O que exigiu este projeto de recolha?

Como disse, foi um projeto construído ao longo de cerca de 20 anos. Exigiu a recolha junto de vários informantes em muitas localidades da região e a transcrição de textos a partir de bibliografia (alguma muito difícil de encontrar). O trabalho não teria sido no entanto tão completo se eu não tivesse contado com a colaboração de vários colectores que tinham os seus textos na gaveta, como por exemplo Maria do Carmo Alexandre, Maria Tavares Transmontano, Maria Guadalupe Alexandre, Maria da Liberdade Alegria e vários alunos meus da Escola Superior de Educação de Portalegre, cujos trabalhos guardei. Recentemente, tive de proceder a novas transcrições de parte do espólio e à classificação dos textos. Resta-me dizer que esta iniciativa é um caminho, não uma meta.

Bruna Soares


LITERATURA TRADICIONAL 
DA SERRA DE SÃO MAMEDE

organização de Ruy Ventura
editado pela Apenas Livros, em Lisboa
na colecção “À mão de respigar”
com apoio do Instituto de Estudos de Literatura Tradicional e da Fundação para a Ciência e Tecnologia



(introdução geral, no primeiro caderno)

         Com este opúsculo se inicia a edição de uma parte da literatura tradicional da serra de São Mamede, espaço do Nordeste Alentejano encostado à fronteira da Extremadura espanhola que compreende os concelhos de Castelo de Vide, Marvão e Portalegre. Constituindo uma tentativa de sistematização e classificação do vastíssimo património literário oral que se foi produtransmitindo ao longo de séculos nessa região, não tem contudo esta publicação e outras que se sigam propósitos de exaustividade. Se se procura dar divulgação impressa ao maior número possível de textos e variantes, o organizador desta iniciativa tem consciência de que muito ficará por apresentar nestas páginas sem pretensão.
         Este caderno pediria um estudo introdutório que enquadrasse os textos e a região onde foram produzidos e/ou difundidos. Não é este contudo o tempo nem o espaço para tal empreendimento. Com um mínimo de aparato fica assim disponível uma parte da memória colectiva desses três municípios em que a desertificação demográfica, social e cultural vai acentuando uma inquietante erosão cuja velocidade vertiginosa levará decerto à perda da maior parte destes textos, quebrada que está quase por completo a sua cadeia de transmissão.
         Publicar este conjunto de artefactos literários é, também, conservá-los e dar-lhes um pouco de sopro vivificador, embora permaneça a angústia de ver obras vivas e abertas transformadas em múmias ou relíquias, pertencentes a um tempo rural e cíclico que nunca mais voltará tal como muitos de nós ainda o conhecemos. Talvez assim, contudo, tenham nova existência – e uma garantia de futuro.

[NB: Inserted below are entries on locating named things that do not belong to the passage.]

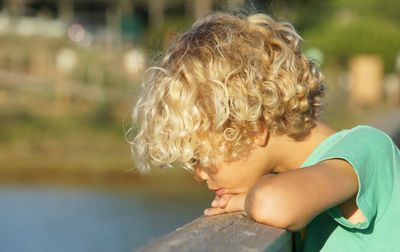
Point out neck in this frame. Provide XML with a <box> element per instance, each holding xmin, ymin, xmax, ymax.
<box><xmin>268</xmin><ymin>123</ymin><xmax>335</xmax><ymax>173</ymax></box>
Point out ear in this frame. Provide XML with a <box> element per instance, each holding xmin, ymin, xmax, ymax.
<box><xmin>254</xmin><ymin>127</ymin><xmax>269</xmax><ymax>147</ymax></box>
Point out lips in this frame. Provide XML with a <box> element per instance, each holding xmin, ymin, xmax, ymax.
<box><xmin>213</xmin><ymin>188</ymin><xmax>225</xmax><ymax>197</ymax></box>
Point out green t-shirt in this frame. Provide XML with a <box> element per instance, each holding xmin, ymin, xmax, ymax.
<box><xmin>296</xmin><ymin>126</ymin><xmax>400</xmax><ymax>252</ymax></box>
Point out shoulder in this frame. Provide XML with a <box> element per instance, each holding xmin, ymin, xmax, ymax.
<box><xmin>337</xmin><ymin>125</ymin><xmax>393</xmax><ymax>152</ymax></box>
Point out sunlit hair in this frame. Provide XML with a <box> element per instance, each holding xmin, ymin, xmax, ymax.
<box><xmin>131</xmin><ymin>13</ymin><xmax>324</xmax><ymax>172</ymax></box>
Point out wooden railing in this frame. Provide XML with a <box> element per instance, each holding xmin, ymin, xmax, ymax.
<box><xmin>138</xmin><ymin>109</ymin><xmax>400</xmax><ymax>252</ymax></box>
<box><xmin>138</xmin><ymin>213</ymin><xmax>292</xmax><ymax>252</ymax></box>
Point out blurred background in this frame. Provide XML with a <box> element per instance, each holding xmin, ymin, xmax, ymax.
<box><xmin>0</xmin><ymin>0</ymin><xmax>400</xmax><ymax>251</ymax></box>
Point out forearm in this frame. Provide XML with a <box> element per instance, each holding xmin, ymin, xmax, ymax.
<box><xmin>245</xmin><ymin>160</ymin><xmax>358</xmax><ymax>230</ymax></box>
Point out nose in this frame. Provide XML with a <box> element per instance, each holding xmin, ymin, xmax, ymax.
<box><xmin>194</xmin><ymin>167</ymin><xmax>209</xmax><ymax>182</ymax></box>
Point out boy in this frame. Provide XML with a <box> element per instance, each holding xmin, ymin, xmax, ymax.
<box><xmin>132</xmin><ymin>14</ymin><xmax>400</xmax><ymax>251</ymax></box>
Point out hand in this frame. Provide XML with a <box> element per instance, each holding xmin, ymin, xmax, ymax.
<box><xmin>204</xmin><ymin>194</ymin><xmax>246</xmax><ymax>216</ymax></box>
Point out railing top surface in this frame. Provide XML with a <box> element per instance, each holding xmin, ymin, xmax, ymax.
<box><xmin>138</xmin><ymin>213</ymin><xmax>291</xmax><ymax>252</ymax></box>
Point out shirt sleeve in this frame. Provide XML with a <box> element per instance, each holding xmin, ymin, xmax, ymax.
<box><xmin>320</xmin><ymin>126</ymin><xmax>396</xmax><ymax>229</ymax></box>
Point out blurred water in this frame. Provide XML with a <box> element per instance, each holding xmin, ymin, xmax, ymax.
<box><xmin>0</xmin><ymin>186</ymin><xmax>205</xmax><ymax>252</ymax></box>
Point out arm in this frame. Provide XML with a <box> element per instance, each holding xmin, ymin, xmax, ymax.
<box><xmin>245</xmin><ymin>159</ymin><xmax>358</xmax><ymax>230</ymax></box>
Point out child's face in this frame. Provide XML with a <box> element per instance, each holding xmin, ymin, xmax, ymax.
<box><xmin>195</xmin><ymin>143</ymin><xmax>272</xmax><ymax>194</ymax></box>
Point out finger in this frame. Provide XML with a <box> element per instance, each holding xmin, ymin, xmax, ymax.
<box><xmin>204</xmin><ymin>207</ymin><xmax>226</xmax><ymax>216</ymax></box>
<box><xmin>225</xmin><ymin>194</ymin><xmax>246</xmax><ymax>212</ymax></box>
<box><xmin>211</xmin><ymin>196</ymin><xmax>220</xmax><ymax>207</ymax></box>
<box><xmin>218</xmin><ymin>194</ymin><xmax>235</xmax><ymax>208</ymax></box>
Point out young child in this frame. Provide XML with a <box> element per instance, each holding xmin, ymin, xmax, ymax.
<box><xmin>132</xmin><ymin>13</ymin><xmax>400</xmax><ymax>252</ymax></box>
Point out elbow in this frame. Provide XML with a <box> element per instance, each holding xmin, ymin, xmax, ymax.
<box><xmin>245</xmin><ymin>185</ymin><xmax>307</xmax><ymax>231</ymax></box>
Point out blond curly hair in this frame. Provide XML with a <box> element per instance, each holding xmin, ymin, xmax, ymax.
<box><xmin>131</xmin><ymin>13</ymin><xmax>324</xmax><ymax>172</ymax></box>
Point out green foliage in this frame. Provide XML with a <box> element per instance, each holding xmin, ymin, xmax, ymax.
<box><xmin>303</xmin><ymin>16</ymin><xmax>400</xmax><ymax>71</ymax></box>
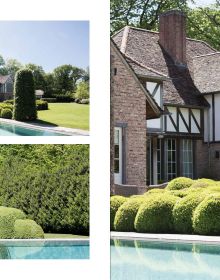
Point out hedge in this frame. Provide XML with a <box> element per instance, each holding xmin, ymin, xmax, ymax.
<box><xmin>14</xmin><ymin>219</ymin><xmax>44</xmax><ymax>239</ymax></box>
<box><xmin>135</xmin><ymin>194</ymin><xmax>179</xmax><ymax>233</ymax></box>
<box><xmin>114</xmin><ymin>196</ymin><xmax>146</xmax><ymax>231</ymax></box>
<box><xmin>110</xmin><ymin>195</ymin><xmax>127</xmax><ymax>230</ymax></box>
<box><xmin>13</xmin><ymin>69</ymin><xmax>37</xmax><ymax>121</ymax></box>
<box><xmin>193</xmin><ymin>194</ymin><xmax>220</xmax><ymax>235</ymax></box>
<box><xmin>166</xmin><ymin>177</ymin><xmax>194</xmax><ymax>190</ymax></box>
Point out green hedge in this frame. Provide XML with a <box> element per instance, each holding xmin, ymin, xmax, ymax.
<box><xmin>13</xmin><ymin>69</ymin><xmax>37</xmax><ymax>121</ymax></box>
<box><xmin>135</xmin><ymin>194</ymin><xmax>179</xmax><ymax>233</ymax></box>
<box><xmin>110</xmin><ymin>195</ymin><xmax>127</xmax><ymax>230</ymax></box>
<box><xmin>14</xmin><ymin>219</ymin><xmax>44</xmax><ymax>239</ymax></box>
<box><xmin>114</xmin><ymin>196</ymin><xmax>146</xmax><ymax>231</ymax></box>
<box><xmin>166</xmin><ymin>177</ymin><xmax>194</xmax><ymax>190</ymax></box>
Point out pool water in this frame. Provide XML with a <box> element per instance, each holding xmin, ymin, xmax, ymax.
<box><xmin>0</xmin><ymin>240</ymin><xmax>89</xmax><ymax>259</ymax></box>
<box><xmin>0</xmin><ymin>122</ymin><xmax>69</xmax><ymax>136</ymax></box>
<box><xmin>111</xmin><ymin>239</ymin><xmax>220</xmax><ymax>280</ymax></box>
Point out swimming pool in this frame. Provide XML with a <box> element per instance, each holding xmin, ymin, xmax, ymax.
<box><xmin>111</xmin><ymin>239</ymin><xmax>220</xmax><ymax>280</ymax></box>
<box><xmin>0</xmin><ymin>240</ymin><xmax>89</xmax><ymax>259</ymax></box>
<box><xmin>0</xmin><ymin>121</ymin><xmax>67</xmax><ymax>136</ymax></box>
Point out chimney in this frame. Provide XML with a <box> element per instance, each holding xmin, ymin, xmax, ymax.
<box><xmin>159</xmin><ymin>10</ymin><xmax>186</xmax><ymax>65</ymax></box>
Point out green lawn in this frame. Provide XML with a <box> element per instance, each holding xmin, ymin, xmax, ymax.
<box><xmin>44</xmin><ymin>233</ymin><xmax>89</xmax><ymax>239</ymax></box>
<box><xmin>38</xmin><ymin>103</ymin><xmax>89</xmax><ymax>130</ymax></box>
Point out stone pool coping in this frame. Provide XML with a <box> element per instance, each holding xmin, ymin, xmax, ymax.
<box><xmin>0</xmin><ymin>119</ymin><xmax>89</xmax><ymax>136</ymax></box>
<box><xmin>110</xmin><ymin>232</ymin><xmax>220</xmax><ymax>244</ymax></box>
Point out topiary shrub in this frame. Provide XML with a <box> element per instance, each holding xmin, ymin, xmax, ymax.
<box><xmin>114</xmin><ymin>196</ymin><xmax>145</xmax><ymax>231</ymax></box>
<box><xmin>0</xmin><ymin>206</ymin><xmax>26</xmax><ymax>239</ymax></box>
<box><xmin>173</xmin><ymin>192</ymin><xmax>205</xmax><ymax>233</ymax></box>
<box><xmin>134</xmin><ymin>194</ymin><xmax>179</xmax><ymax>233</ymax></box>
<box><xmin>14</xmin><ymin>219</ymin><xmax>44</xmax><ymax>239</ymax></box>
<box><xmin>110</xmin><ymin>195</ymin><xmax>127</xmax><ymax>230</ymax></box>
<box><xmin>13</xmin><ymin>69</ymin><xmax>37</xmax><ymax>121</ymax></box>
<box><xmin>166</xmin><ymin>177</ymin><xmax>194</xmax><ymax>190</ymax></box>
<box><xmin>192</xmin><ymin>194</ymin><xmax>220</xmax><ymax>235</ymax></box>
<box><xmin>1</xmin><ymin>108</ymin><xmax>12</xmax><ymax>119</ymax></box>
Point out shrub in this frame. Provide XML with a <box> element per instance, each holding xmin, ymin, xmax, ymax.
<box><xmin>135</xmin><ymin>194</ymin><xmax>179</xmax><ymax>233</ymax></box>
<box><xmin>0</xmin><ymin>206</ymin><xmax>26</xmax><ymax>239</ymax></box>
<box><xmin>166</xmin><ymin>177</ymin><xmax>194</xmax><ymax>190</ymax></box>
<box><xmin>110</xmin><ymin>195</ymin><xmax>127</xmax><ymax>230</ymax></box>
<box><xmin>114</xmin><ymin>196</ymin><xmax>145</xmax><ymax>231</ymax></box>
<box><xmin>41</xmin><ymin>97</ymin><xmax>57</xmax><ymax>103</ymax></box>
<box><xmin>13</xmin><ymin>69</ymin><xmax>37</xmax><ymax>121</ymax></box>
<box><xmin>14</xmin><ymin>219</ymin><xmax>44</xmax><ymax>239</ymax></box>
<box><xmin>193</xmin><ymin>194</ymin><xmax>220</xmax><ymax>235</ymax></box>
<box><xmin>173</xmin><ymin>193</ymin><xmax>205</xmax><ymax>233</ymax></box>
<box><xmin>36</xmin><ymin>100</ymin><xmax>48</xmax><ymax>111</ymax></box>
<box><xmin>1</xmin><ymin>108</ymin><xmax>12</xmax><ymax>119</ymax></box>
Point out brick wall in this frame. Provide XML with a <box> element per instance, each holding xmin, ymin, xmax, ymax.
<box><xmin>111</xmin><ymin>45</ymin><xmax>150</xmax><ymax>186</ymax></box>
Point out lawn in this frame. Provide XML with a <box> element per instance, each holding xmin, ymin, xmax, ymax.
<box><xmin>38</xmin><ymin>103</ymin><xmax>89</xmax><ymax>130</ymax></box>
<box><xmin>44</xmin><ymin>233</ymin><xmax>88</xmax><ymax>239</ymax></box>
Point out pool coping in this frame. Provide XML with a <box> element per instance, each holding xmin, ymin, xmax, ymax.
<box><xmin>110</xmin><ymin>232</ymin><xmax>220</xmax><ymax>244</ymax></box>
<box><xmin>0</xmin><ymin>118</ymin><xmax>89</xmax><ymax>136</ymax></box>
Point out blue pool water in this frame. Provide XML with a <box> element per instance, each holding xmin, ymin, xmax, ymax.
<box><xmin>0</xmin><ymin>241</ymin><xmax>89</xmax><ymax>259</ymax></box>
<box><xmin>0</xmin><ymin>122</ymin><xmax>69</xmax><ymax>136</ymax></box>
<box><xmin>111</xmin><ymin>239</ymin><xmax>220</xmax><ymax>280</ymax></box>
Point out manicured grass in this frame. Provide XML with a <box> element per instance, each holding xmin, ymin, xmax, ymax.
<box><xmin>38</xmin><ymin>103</ymin><xmax>89</xmax><ymax>130</ymax></box>
<box><xmin>44</xmin><ymin>233</ymin><xmax>88</xmax><ymax>239</ymax></box>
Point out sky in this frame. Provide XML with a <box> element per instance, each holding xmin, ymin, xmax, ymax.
<box><xmin>0</xmin><ymin>21</ymin><xmax>89</xmax><ymax>72</ymax></box>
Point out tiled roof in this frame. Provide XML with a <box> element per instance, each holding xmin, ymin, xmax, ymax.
<box><xmin>113</xmin><ymin>27</ymin><xmax>215</xmax><ymax>106</ymax></box>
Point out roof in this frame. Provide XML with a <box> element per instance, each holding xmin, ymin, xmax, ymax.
<box><xmin>111</xmin><ymin>39</ymin><xmax>162</xmax><ymax>117</ymax></box>
<box><xmin>113</xmin><ymin>27</ymin><xmax>216</xmax><ymax>107</ymax></box>
<box><xmin>0</xmin><ymin>75</ymin><xmax>11</xmax><ymax>84</ymax></box>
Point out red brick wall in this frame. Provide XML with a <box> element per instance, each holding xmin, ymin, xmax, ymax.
<box><xmin>111</xmin><ymin>45</ymin><xmax>146</xmax><ymax>186</ymax></box>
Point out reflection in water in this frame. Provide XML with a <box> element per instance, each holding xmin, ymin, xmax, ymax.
<box><xmin>111</xmin><ymin>240</ymin><xmax>220</xmax><ymax>280</ymax></box>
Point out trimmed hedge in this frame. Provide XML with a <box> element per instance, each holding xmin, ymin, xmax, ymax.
<box><xmin>14</xmin><ymin>219</ymin><xmax>44</xmax><ymax>239</ymax></box>
<box><xmin>13</xmin><ymin>69</ymin><xmax>37</xmax><ymax>121</ymax></box>
<box><xmin>135</xmin><ymin>194</ymin><xmax>179</xmax><ymax>233</ymax></box>
<box><xmin>114</xmin><ymin>196</ymin><xmax>146</xmax><ymax>231</ymax></box>
<box><xmin>0</xmin><ymin>206</ymin><xmax>26</xmax><ymax>239</ymax></box>
<box><xmin>193</xmin><ymin>194</ymin><xmax>220</xmax><ymax>235</ymax></box>
<box><xmin>166</xmin><ymin>177</ymin><xmax>194</xmax><ymax>190</ymax></box>
<box><xmin>173</xmin><ymin>193</ymin><xmax>205</xmax><ymax>234</ymax></box>
<box><xmin>110</xmin><ymin>195</ymin><xmax>127</xmax><ymax>230</ymax></box>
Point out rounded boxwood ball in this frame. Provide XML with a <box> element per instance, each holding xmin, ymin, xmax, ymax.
<box><xmin>173</xmin><ymin>192</ymin><xmax>205</xmax><ymax>233</ymax></box>
<box><xmin>134</xmin><ymin>194</ymin><xmax>180</xmax><ymax>233</ymax></box>
<box><xmin>14</xmin><ymin>219</ymin><xmax>44</xmax><ymax>239</ymax></box>
<box><xmin>193</xmin><ymin>194</ymin><xmax>220</xmax><ymax>235</ymax></box>
<box><xmin>110</xmin><ymin>195</ymin><xmax>127</xmax><ymax>230</ymax></box>
<box><xmin>166</xmin><ymin>177</ymin><xmax>194</xmax><ymax>190</ymax></box>
<box><xmin>114</xmin><ymin>196</ymin><xmax>146</xmax><ymax>231</ymax></box>
<box><xmin>0</xmin><ymin>206</ymin><xmax>26</xmax><ymax>239</ymax></box>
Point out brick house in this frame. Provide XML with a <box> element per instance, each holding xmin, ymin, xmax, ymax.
<box><xmin>111</xmin><ymin>11</ymin><xmax>220</xmax><ymax>193</ymax></box>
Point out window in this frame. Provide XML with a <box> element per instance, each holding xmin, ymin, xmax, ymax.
<box><xmin>165</xmin><ymin>138</ymin><xmax>177</xmax><ymax>181</ymax></box>
<box><xmin>181</xmin><ymin>139</ymin><xmax>193</xmax><ymax>178</ymax></box>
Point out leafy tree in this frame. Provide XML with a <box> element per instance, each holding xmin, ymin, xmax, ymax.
<box><xmin>13</xmin><ymin>69</ymin><xmax>37</xmax><ymax>121</ymax></box>
<box><xmin>75</xmin><ymin>82</ymin><xmax>89</xmax><ymax>99</ymax></box>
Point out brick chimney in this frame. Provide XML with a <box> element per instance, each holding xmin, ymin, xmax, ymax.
<box><xmin>159</xmin><ymin>10</ymin><xmax>186</xmax><ymax>65</ymax></box>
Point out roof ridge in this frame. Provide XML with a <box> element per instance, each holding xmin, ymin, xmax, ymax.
<box><xmin>124</xmin><ymin>54</ymin><xmax>169</xmax><ymax>78</ymax></box>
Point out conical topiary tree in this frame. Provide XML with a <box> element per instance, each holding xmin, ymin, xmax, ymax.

         A transmissão de uma boa parte dos textos de literatura oral deveu-se às mulheres que, anonimamente, quase em segredo, foram mestras na sua memorização e na sua reprodução criativa. É por isso inteiramente justo que dedique este primeiro caderno a quem continua a ensinar-me e a incentivar-me (Felicidade Ventura, minha mãe; Maria Tavares Transmontano e Maria Guadalupe Alexandre, amigas e investigadoras, tão atentas quanto discretas) e a quem já faz parte do meu panteão pessoal, por dívidas imateriais que nunca pagarei (Rosária da Conceição Pedro, minha avó materna; Maria Josefa Baptista, minha avó paterna; e Maria da Liberdade Fernandes Alegria, minha amiga de quase quarenta anos; que a terra lhes seja leve).





I – Romances religiosos (primeiro caderno)

Anúncio do nascimento de Cristo aos pastores
Pobreza da Virgem em Belém
O castelo da Virgem
Nossa Senhora lavadeira
Reis
Sonho de Nossa Senhora
Do Horto ao Calvário
Testamento de Cristo
Retrato de Cristo
O monumento de Cristo
Vida de Cristo
Jesus Menino quer dizer missa
Jesus Cristo diz missa
A vida de Jesus Cristo
 [Senhora da Piedade]
O lavrador da Arada
A fé do cego
O cordão de Nossa Senhora
Devota da ermida
Separação do corpo da alma
Julgamento de uma alma
Santa Helena
Angelina gloriosa

Versões recolhidas em: Carreiras, Carvalhal, Castelo de Vide, Escusa, Fortios, Portagem, Portalegre, Porto da Espada, Rasa, Reguengo, Ribeira de Nisa, São Julião e São Salvador da Aramenha.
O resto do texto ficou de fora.